BEYOND WORDS: THE ENDURING POWER OF DATA VISUALIZATION
All of this brings me to a question that Paolo Ciuccarelli asked during one of our conversations — a question that left me pondering: “Is visualization still relevant when we have much easier ways to extract insights from data through conversational systems like ChatGPT?”
It’s a fair point. With AI models that can digest and regurgitate data insights in plain language, one might wonder if visualizations are becoming obsolete. But here’s my take: absolutely not. Visualization is still a thing, and will be so for the foreseeable future.
Visualization isn’t just about representing data; it’s about offering a perspective that might be impossible to grasp through words alone. Think of it this way: trying to understand complex data solely through text is like trying to appreciate a painting by reading a written description of it. Sure, you get the gist, but you miss the nuances — the colors, the brushstrokes, the emotions it evokes.
Visualizations provide a different language, one that can reveal patterns and insights hidden beneath layers of numbers and statistics. They engage our visual cognition, allowing us to see relationships and anomalies that might elude textual analysis. It’s not just about making data look pretty (though that’s a nice bonus); it’s about making data accessible and meaningful on a human level.

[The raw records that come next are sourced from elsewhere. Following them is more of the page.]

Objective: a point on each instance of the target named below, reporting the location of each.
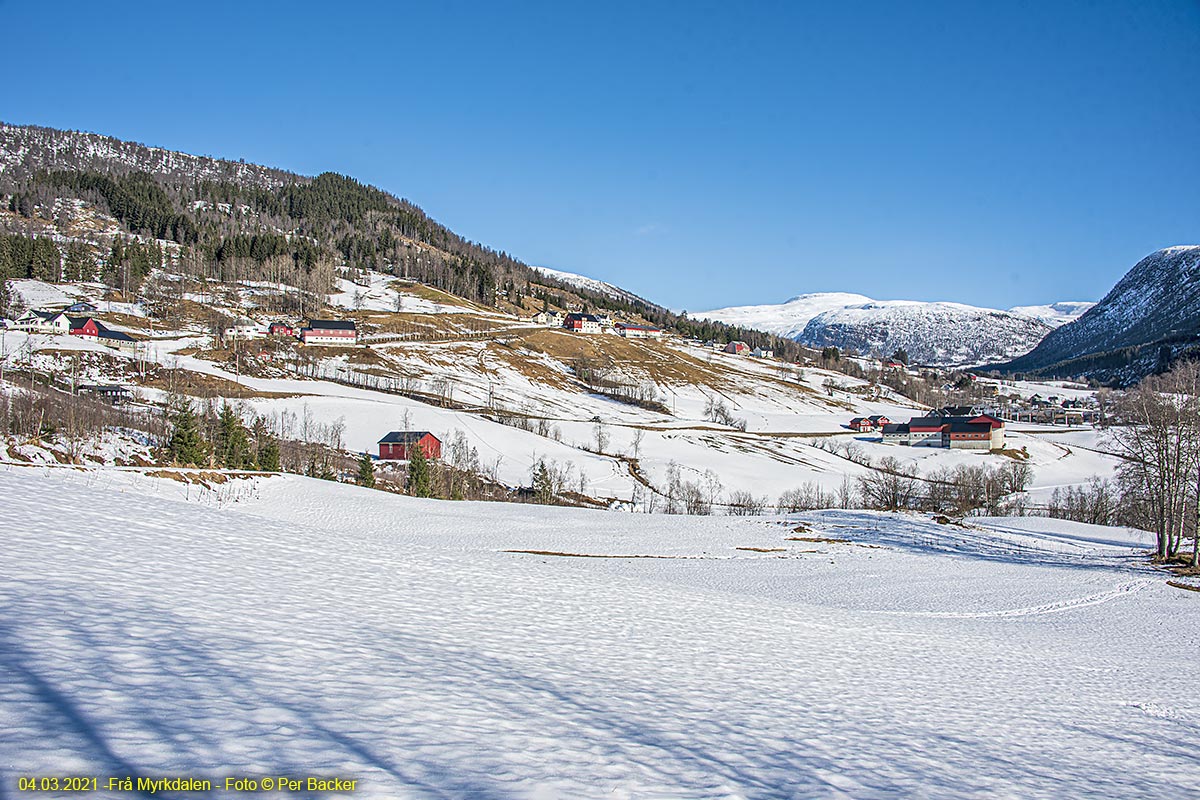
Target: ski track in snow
(293, 626)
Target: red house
(399, 444)
(329, 331)
(84, 326)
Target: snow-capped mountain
(787, 318)
(1055, 313)
(931, 332)
(1149, 318)
(591, 284)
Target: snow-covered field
(285, 625)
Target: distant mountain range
(945, 334)
(589, 284)
(1149, 319)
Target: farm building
(43, 322)
(979, 432)
(582, 323)
(639, 331)
(330, 331)
(399, 444)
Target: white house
(639, 331)
(330, 331)
(43, 322)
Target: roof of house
(406, 437)
(957, 410)
(963, 426)
(331, 324)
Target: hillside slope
(1151, 317)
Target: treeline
(325, 218)
(136, 199)
(125, 265)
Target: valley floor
(282, 625)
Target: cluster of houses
(741, 348)
(337, 332)
(957, 427)
(582, 323)
(75, 320)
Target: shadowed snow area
(286, 625)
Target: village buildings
(939, 429)
(582, 323)
(339, 332)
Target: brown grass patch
(198, 384)
(819, 540)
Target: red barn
(329, 331)
(399, 444)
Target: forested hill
(228, 220)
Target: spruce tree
(543, 485)
(232, 445)
(420, 480)
(366, 471)
(186, 445)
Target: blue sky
(700, 154)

We need more languages to understand reality than just the symbolic ones. Words and numbers have their place, but they can’t capture everything. Sometimes, a single image can convey what pages of text cannot. Visualizations offer that alternative language — a way to bridge the gap between complex data and human intuition.
In a world increasingly saturated with information, having multiple ways to interpret and understand data isn’t just helpful — it’s essential. Visualizations can simplify the complex, highlight the overlooked, and make the abstract tangible. They invite exploration and can even spark joy — or at least a satisfied nod of understanding.

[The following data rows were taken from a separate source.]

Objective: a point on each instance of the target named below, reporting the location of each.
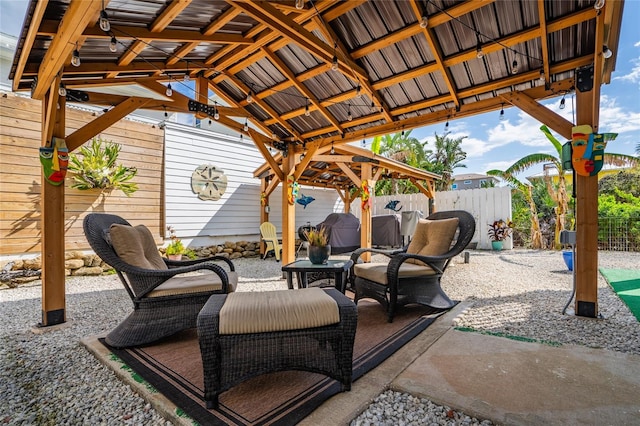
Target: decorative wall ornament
(55, 159)
(587, 156)
(293, 188)
(365, 197)
(208, 182)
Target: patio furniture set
(246, 334)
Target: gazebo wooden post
(365, 214)
(288, 211)
(264, 214)
(52, 218)
(586, 264)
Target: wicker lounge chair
(413, 273)
(165, 301)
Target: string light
(424, 21)
(334, 61)
(113, 44)
(75, 57)
(105, 25)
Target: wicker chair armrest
(179, 263)
(435, 262)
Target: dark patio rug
(173, 367)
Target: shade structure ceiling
(317, 73)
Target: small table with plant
(308, 272)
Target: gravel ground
(49, 378)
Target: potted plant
(175, 249)
(499, 231)
(319, 248)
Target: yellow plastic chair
(268, 232)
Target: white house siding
(236, 216)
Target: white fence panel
(485, 204)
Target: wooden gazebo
(305, 76)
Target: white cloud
(634, 75)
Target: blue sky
(495, 144)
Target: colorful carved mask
(54, 160)
(587, 157)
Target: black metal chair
(165, 300)
(413, 273)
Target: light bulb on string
(113, 45)
(105, 25)
(75, 57)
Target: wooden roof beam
(169, 13)
(436, 50)
(77, 17)
(282, 67)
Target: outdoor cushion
(377, 272)
(182, 284)
(432, 237)
(135, 245)
(268, 311)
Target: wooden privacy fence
(20, 178)
(485, 204)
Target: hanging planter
(96, 168)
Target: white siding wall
(236, 216)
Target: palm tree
(527, 192)
(400, 147)
(559, 192)
(446, 156)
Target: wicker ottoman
(246, 334)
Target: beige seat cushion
(185, 284)
(432, 237)
(136, 246)
(377, 272)
(268, 311)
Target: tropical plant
(176, 246)
(97, 168)
(500, 230)
(317, 237)
(527, 192)
(446, 156)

So yes, even with conversational AI tools at our fingertips, visualization remains a vital tool in our arsenal. It complements these technologies by providing a different angle of approach, enriching our understanding rather than replacing existing methods.
References:
¹ Hakim Bey. T.A.Z.: The Temporary Autonomous Zone, Ontological Anarchy, Poetic Terrorism. Autonomedia, 1991. The term “Cartesian anesthetic gas” is used to convey a subtle indifference to lyricism and human subjectivity.
² Bertin, J. (1983). Semiology of Graphics: Diagrams, Networks, Maps (W. J. Berg, Trans.). University of Wisconsin Press.
³ Jansen, Y. (2014). Physical and Tangible Information Visualization (Doctoral dissertation, Université Paris-Sud XI).